The Lower Manhattan Cultural Council, a nonprofit arts and culture organization that sponsors art events and supports artists through grants and advocacy, ushered in Sam Miller as its new president on July 7.

As L.M.C.C. president, Miller aims to work with various partner groups to strengthen the organization’s already rich cultural programs that offer broad-ranging support of the arts. “I’m talking with other Downtown partners about additional spaces that would allow us to improve both our residency and public programming,” he said.

Among the partners of the L.M.C.C. are real estate owners who provide workspace and international residencies to artists in various fields; city and state cultural councils that assist in administering grants in the arts; and organizations like Fractured Atlas, which offers affordable health insurance to artists, and Creative Capital, which holds training workshops in how to sustain artistic careers.

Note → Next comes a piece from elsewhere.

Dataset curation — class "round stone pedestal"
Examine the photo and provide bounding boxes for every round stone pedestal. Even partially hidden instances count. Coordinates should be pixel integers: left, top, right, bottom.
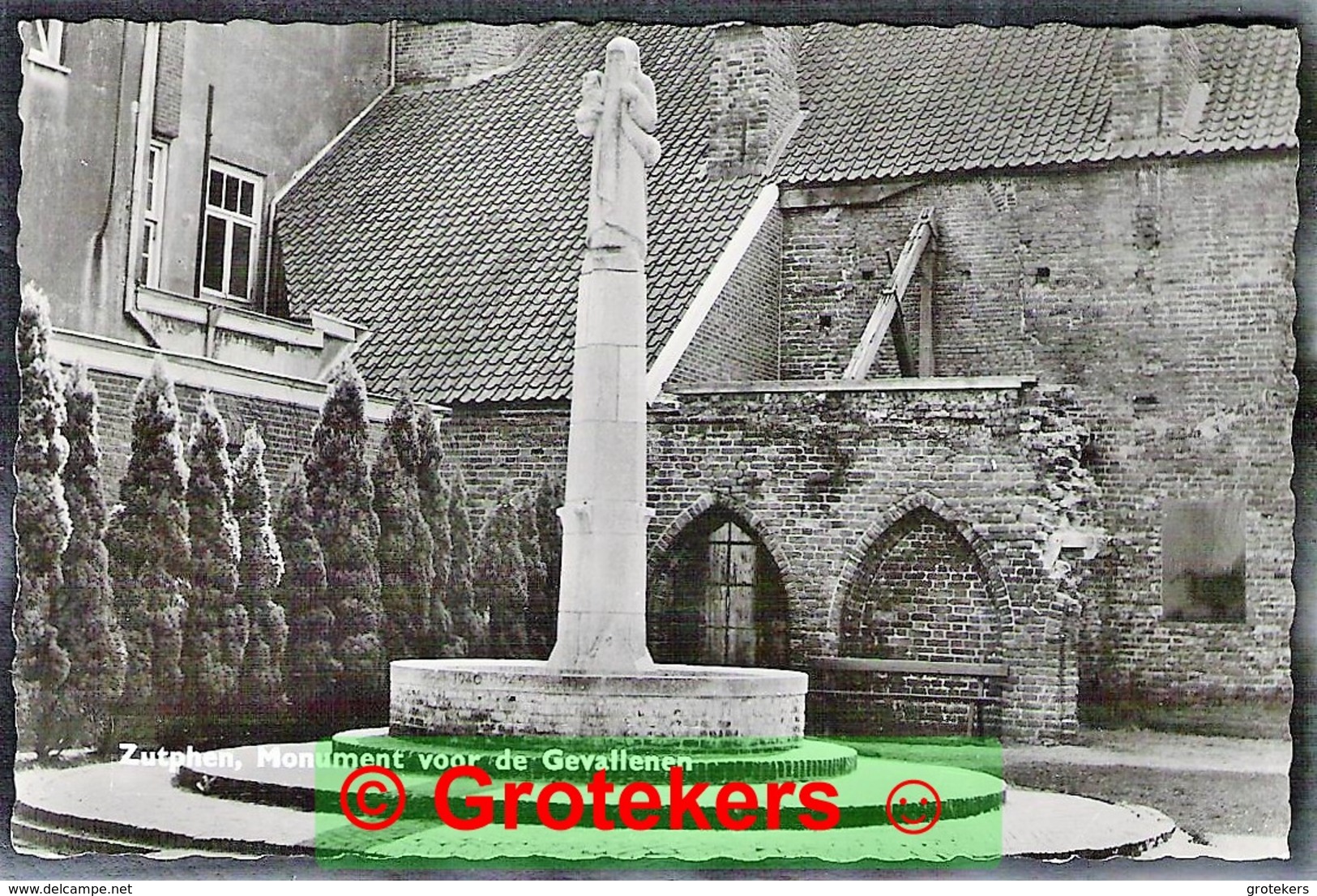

“I hope to develop a strategic vision for L.M.C.C. that will make us really a catalytic partner with key stakeholders in the community in the years ahead,” Miller said. “There’s a tremendous demand and appetite for our grants and professional development programs. I’d like to work with our current and new partners in continuing to meet that need.”

Miller follows in his parents’ footsteps. His mother was the founding member and manager of the Trinity Repertory Company in Providence, Rhode Island, and his father became managing director of the company soon thereafter. Miller acted in some theatrical productions as a boy and later worked behind the scenes for his parents at the theater.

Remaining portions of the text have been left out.